# Web scraping with BeautifulSoup

The objective for this notebook is to learn how to scrape websites via BeaufitulSoup.

## 1. Concept behind web scraping

Web scraping (or web crawling) is the action of extracting information from websites. To perform this task 4 main packages are used: Requests, BeautifulSoup, Selenium and Scrapy. The idea behind a web page is that the web browser makes a request to a web server which sends back, as a response, files that tell the web browser how too render the page. The main file types are HTML (main content), CSS (style), JS (Javascript interactivity) and Images (to show pictures).

## 2. HyperText Markup Language (HTML)

HTML tells web browsers how to layout content. Here is an HTML example:

In [1]:
%%HTML

<html>
<hr>
<head> This is the HTML head!! </head>
<body>
<h2> This is a title </h2>
<h4> Sample HTML </h4>

<p>This is a <b>paragraph</b>. <br> This is a paragraph to write text.</p>
<hr>
</body>
</html>

Detailed information about HTML and its content structure can be found at this [link](https://developer.mozilla.org/en-US/docs/Web/HTML/Element).

## 3. Access HTML code

Access to the HTML code is done for example via Google Chrome by using the `Crtl/Cmd + Shift + C` command.

![web_scraping_html.png](attachment:e4ab4e68-21b5-4457-91ab-98c75fb1896e.png)

This HTML contains attributes (below a small example). Attributes include `id` (name to an element), `title`, `class` (assigns elements to groups) and `style`.

![web_scraping_html_attributes.png](attachment:c7cce025-6f33-46a1-9157-bff6221918c8.png)

## 4. Requests library

A common way to download the web page that needs to be scraped is to use the Python `requests` library. The concept is the same as making HTTP requests for APIs/JSON queries, more details in the notebook [http_requests](https://github.com/mikjf/APIs_JSON_queries/blob/main/http_requests.ipynb) from the APIs_JSON_queries repository.

In [2]:
# import requests package
import requests

### 4.1 Simple web page

In [3]:
# GET request to very simple page
# timeout -> max number of seconds that requests.get() waits for an answer (otherwise the request will run indefinitely)
page = requests.get("https://dataquestio.github.io/web-scraping-pages/simple.html", timeout=15)
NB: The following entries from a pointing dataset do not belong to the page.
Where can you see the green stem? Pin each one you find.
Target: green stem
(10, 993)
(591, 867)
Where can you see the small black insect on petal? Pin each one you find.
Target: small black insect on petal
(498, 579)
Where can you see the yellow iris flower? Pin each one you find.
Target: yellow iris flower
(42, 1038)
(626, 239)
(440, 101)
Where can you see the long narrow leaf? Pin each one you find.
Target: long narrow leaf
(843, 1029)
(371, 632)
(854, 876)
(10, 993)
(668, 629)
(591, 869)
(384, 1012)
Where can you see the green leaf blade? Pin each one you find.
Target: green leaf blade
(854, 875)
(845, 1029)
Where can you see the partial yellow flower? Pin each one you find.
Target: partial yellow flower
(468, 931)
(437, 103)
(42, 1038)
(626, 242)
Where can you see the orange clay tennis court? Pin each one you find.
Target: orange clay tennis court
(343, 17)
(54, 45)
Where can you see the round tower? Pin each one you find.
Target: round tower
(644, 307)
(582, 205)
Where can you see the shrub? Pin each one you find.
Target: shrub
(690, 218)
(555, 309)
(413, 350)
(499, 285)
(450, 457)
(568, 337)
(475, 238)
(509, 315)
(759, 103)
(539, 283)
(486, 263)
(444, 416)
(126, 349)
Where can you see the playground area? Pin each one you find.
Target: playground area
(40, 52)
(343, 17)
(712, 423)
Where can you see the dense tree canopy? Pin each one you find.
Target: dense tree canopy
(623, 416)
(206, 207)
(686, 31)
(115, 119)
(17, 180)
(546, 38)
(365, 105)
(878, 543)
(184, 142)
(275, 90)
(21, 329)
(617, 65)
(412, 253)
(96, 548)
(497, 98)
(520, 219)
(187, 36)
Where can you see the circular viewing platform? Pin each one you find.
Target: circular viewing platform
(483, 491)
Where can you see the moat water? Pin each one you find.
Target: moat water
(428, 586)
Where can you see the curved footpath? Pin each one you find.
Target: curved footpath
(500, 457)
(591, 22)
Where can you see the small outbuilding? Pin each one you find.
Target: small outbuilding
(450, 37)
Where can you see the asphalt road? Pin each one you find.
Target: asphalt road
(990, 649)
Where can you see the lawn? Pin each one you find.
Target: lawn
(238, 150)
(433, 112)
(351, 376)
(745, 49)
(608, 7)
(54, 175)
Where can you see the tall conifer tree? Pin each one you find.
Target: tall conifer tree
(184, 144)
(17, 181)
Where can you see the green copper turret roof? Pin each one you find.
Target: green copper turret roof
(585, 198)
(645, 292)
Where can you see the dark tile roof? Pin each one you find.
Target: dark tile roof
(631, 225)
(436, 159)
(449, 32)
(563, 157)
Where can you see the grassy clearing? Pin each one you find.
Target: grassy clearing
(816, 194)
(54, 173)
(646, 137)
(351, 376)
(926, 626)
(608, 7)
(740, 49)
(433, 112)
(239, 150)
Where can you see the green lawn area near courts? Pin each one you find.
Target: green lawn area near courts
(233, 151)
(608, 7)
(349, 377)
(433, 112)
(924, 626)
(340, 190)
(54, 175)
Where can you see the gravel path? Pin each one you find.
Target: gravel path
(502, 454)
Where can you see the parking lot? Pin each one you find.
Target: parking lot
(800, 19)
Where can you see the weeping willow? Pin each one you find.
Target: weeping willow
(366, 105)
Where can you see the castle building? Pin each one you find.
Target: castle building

# print content and information
print(page)
print(page.status_code) # OK status code
print(page.content) # print page content

<Response [200]>
200
b'<!DOCTYPE html>\n<html>\n    <head>\n        <title>A simple example page</title>\n    </head>\n    <body>\n        <p>Here is some simple content for this page.</p>\n    </body>\n</html>'


In [4]:
# structures HTML format
print(page.text)

<!DOCTYPE html>
<html>
    <head>
        <title>A simple example page</title>
    </head>
    <body>
        <p>Here is some simple content for this page.</p>
    </body>
</html>


### 4.2 Jobs.ch web page

In [5]:
# GET request jobs.ch
page = requests.get('https://www.jobs.ch/en/vacancies/?term=Data%20Scientist', timeout=15)
print(page)
print(page.status_code)
print(page.content[:4000])

<Response [200]>
200
b'<!doctype html>\n<!--[if IE]><html lang="en" class="ie9-or-less"><![endif]-->\n<html lang="en">\n  <head>\n    <meta charset="utf-8">\n    <meta name="viewport" content="width=device-width, initial-scale=1.0, maximum-scale=5.0" />\n    <title>554 Data Scientist jobs - jobs.ch</title>\n\n    <!-- No cache for index.html -->\n    \n\n    <!-- Preconnects : only first party origin and used everywhere! -->\n\n    <link rel="preconnect" href="https://media.jobs.ch/" />\n    \n\n    <link rel="preconnect" href="https://static.jobs.ch" />\n    \n\n    <link rel="dns-prefetch" href="https://static.jobs.ch" />\n    \n\n    \n    <link rel="preconnect" href="//c.jobs.ch" />\n    \n\n    <!-- Fonts -->\n    \n      <link as="font" type="font/woff2" href="/public/fonts/7a2ee78b17d5d17c7910.woff2" importance="high" fetchpriority="high" crossorigin />\n    \n      <link as="font" type="font/woff2" href="/public/fonts/d1da9e7330cb893d5d84.woff2" importance="high" fetchpriority=

For complex pages there are too many elements in 'page.content' which makes it difficult to read. Using the BeautifulSoup package will make the task much easier.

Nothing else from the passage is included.